When the potential for these energy sources is quantified, the numbers are startling. One recent assessment, which collected actual data on wind speeds (at a hub height of 80 metres) at 7,753 surface stations, identified about 72 terawatts (TW) of potential. One fifth of this potential could satisfy 100 per cent of the world's energy demand and more than seven times its electricity needs. If we exclude biomass and look at solar, wind, geothermal, and hydroelectric energy resources, the world has roughly 3,439,685 terawatt-hours (TWh) of potential — about 201 times the amount of electricity the world consumed in 2007 (see Table 2.1).
So far, less than 0.09 per cent of the potential for renewable energy to meet global energy needs has been harnessed. However, that percentage is starting to increase.

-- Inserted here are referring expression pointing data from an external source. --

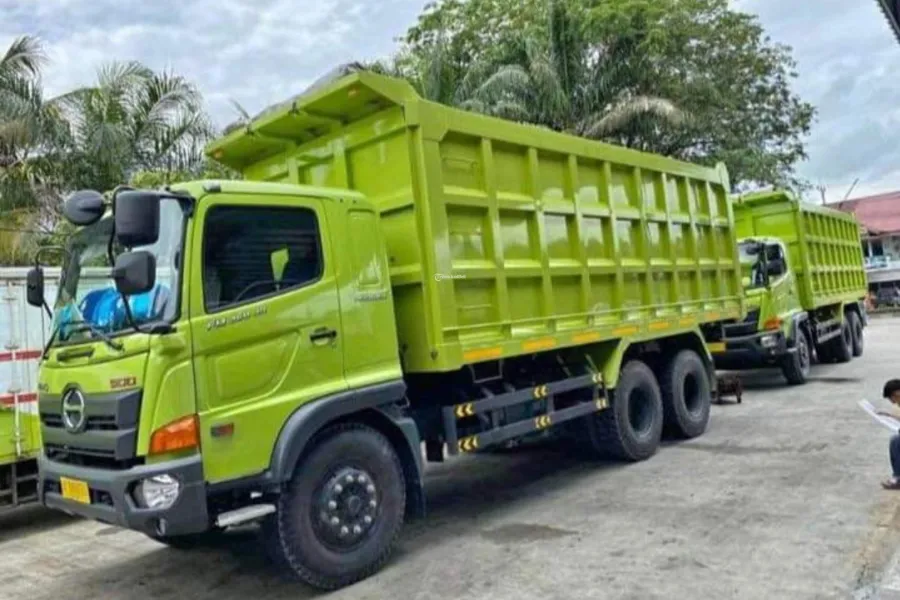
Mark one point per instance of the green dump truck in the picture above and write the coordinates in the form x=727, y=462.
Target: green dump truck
x=391, y=276
x=804, y=281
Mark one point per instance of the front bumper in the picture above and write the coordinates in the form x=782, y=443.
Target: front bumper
x=112, y=502
x=749, y=352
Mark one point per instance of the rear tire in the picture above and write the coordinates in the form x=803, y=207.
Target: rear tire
x=686, y=395
x=631, y=428
x=339, y=517
x=796, y=368
x=856, y=330
x=842, y=346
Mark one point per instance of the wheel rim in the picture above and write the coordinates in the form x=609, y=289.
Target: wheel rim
x=640, y=412
x=691, y=392
x=345, y=508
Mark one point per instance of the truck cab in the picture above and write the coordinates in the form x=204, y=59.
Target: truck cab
x=766, y=337
x=219, y=277
x=804, y=283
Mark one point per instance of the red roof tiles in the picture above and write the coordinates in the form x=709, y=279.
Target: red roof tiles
x=878, y=214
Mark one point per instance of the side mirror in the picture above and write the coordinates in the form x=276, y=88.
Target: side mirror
x=776, y=268
x=84, y=207
x=137, y=218
x=135, y=273
x=34, y=287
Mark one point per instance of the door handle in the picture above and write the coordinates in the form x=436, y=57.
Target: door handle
x=322, y=335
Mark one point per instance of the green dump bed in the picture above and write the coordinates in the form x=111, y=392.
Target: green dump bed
x=824, y=249
x=507, y=238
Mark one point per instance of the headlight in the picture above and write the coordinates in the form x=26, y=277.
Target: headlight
x=158, y=492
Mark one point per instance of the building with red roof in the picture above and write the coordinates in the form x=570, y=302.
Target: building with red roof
x=879, y=219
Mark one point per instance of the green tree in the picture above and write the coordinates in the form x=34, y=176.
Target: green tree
x=134, y=119
x=616, y=69
x=569, y=86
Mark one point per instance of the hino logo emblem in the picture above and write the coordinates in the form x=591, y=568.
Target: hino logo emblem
x=73, y=411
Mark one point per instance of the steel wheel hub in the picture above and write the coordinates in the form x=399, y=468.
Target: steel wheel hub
x=347, y=506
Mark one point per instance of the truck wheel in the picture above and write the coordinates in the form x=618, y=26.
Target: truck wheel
x=796, y=368
x=823, y=353
x=686, y=395
x=842, y=345
x=857, y=330
x=631, y=428
x=339, y=517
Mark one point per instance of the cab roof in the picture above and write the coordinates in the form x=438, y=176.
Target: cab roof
x=205, y=187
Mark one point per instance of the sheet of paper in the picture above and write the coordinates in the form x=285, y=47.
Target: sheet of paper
x=889, y=422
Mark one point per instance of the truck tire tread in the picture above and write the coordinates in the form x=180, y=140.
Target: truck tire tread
x=285, y=550
x=679, y=420
x=606, y=430
x=856, y=330
x=842, y=345
x=793, y=368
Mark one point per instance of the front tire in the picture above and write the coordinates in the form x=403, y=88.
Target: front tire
x=339, y=517
x=796, y=369
x=686, y=395
x=856, y=328
x=631, y=428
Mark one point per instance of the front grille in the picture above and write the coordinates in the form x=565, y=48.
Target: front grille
x=88, y=457
x=749, y=326
x=108, y=438
x=92, y=424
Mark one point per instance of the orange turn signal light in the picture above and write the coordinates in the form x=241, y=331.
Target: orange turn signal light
x=177, y=435
x=773, y=323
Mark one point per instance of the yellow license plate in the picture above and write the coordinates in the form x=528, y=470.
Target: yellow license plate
x=73, y=489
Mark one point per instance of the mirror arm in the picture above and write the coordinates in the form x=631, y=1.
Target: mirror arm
x=129, y=315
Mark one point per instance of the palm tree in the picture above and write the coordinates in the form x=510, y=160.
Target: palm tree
x=568, y=86
x=134, y=119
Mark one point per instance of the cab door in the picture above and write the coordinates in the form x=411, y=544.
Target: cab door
x=267, y=335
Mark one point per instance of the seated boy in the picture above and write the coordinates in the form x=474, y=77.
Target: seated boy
x=892, y=393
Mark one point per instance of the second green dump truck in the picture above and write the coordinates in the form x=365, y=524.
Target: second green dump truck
x=392, y=275
x=804, y=281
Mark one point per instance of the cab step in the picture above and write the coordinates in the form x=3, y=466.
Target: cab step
x=244, y=515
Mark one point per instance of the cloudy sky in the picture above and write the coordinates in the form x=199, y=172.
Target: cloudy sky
x=258, y=51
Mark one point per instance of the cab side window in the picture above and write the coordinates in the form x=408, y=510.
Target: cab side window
x=251, y=253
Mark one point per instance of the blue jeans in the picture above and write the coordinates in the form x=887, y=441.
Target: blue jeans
x=895, y=455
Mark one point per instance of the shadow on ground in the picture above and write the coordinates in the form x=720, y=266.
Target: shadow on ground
x=30, y=519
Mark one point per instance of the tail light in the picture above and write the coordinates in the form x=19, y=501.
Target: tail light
x=773, y=324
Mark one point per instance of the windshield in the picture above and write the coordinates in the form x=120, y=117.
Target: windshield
x=752, y=272
x=87, y=297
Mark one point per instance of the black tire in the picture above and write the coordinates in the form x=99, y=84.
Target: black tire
x=842, y=346
x=303, y=535
x=823, y=353
x=631, y=428
x=686, y=395
x=796, y=367
x=856, y=330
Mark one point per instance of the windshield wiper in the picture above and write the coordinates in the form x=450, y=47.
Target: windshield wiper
x=86, y=326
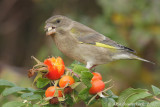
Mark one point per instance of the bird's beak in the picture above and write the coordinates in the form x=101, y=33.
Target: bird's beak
x=50, y=30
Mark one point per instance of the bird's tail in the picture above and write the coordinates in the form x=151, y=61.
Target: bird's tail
x=131, y=56
x=139, y=58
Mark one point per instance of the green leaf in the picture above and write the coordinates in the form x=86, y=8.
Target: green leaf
x=6, y=83
x=39, y=75
x=36, y=105
x=141, y=103
x=31, y=89
x=12, y=90
x=69, y=99
x=156, y=90
x=13, y=104
x=40, y=92
x=33, y=97
x=25, y=95
x=86, y=78
x=110, y=93
x=131, y=95
x=78, y=68
x=52, y=105
x=42, y=82
x=108, y=102
x=154, y=104
x=84, y=94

Despite a growing concern about fossil energy's contribution to environmental degradation and, particularly, global warming, oil, natural gas, and coal have remained the major sources of energy worldwide. In particular, oil has been the most commonly used type of fossil energy for about a century because of its abundance and also its relatively easier process of extraction, transportation, and utilization compared with coal and gas. Ever since its commercial extraction started in the second half of the nineteenth century, oil has gradually managed to end a few centuries of the domination of coal as the main and an inexpensive source of energy globally since the modern industrial era, with its ever expanding energy requirements, began about 200 years ago. Natural gas, considered an environmentally cleaner type of fossil fuel compared with oil and coal, has slowly increased its share of the global market since the 1960s. However, oil is still the dominant energy fuel in terms of global demand and, thus, consumption. Its current pre-eminent status will likely remain unchallenged in the foreseeable future notwithstanding the necessity of substantial cuts in the usage of pollutive fossil fuels, including oil, to mitigate and eventually reverse global warming caused chiefly, but not exclusively, by greenhouse gases emitted from such energy.
Against this background, it is no wonder if oil has been a key issue globally as a major commodity in demand that is of crucial significance both for oil exporting countries and oil importing ones. For the former, it is a source, if not the source or the single largest source, of revenue, while it is a vital necessity for oil importing countries relying on oil as a main or the main source of energy for their economies. Two logical consequences can be drawn from such realities. First, oil exporting countries unsurprisingly play a major role in the global energy markets and also in international affairs because of their ability to affect oil importing countries' economies.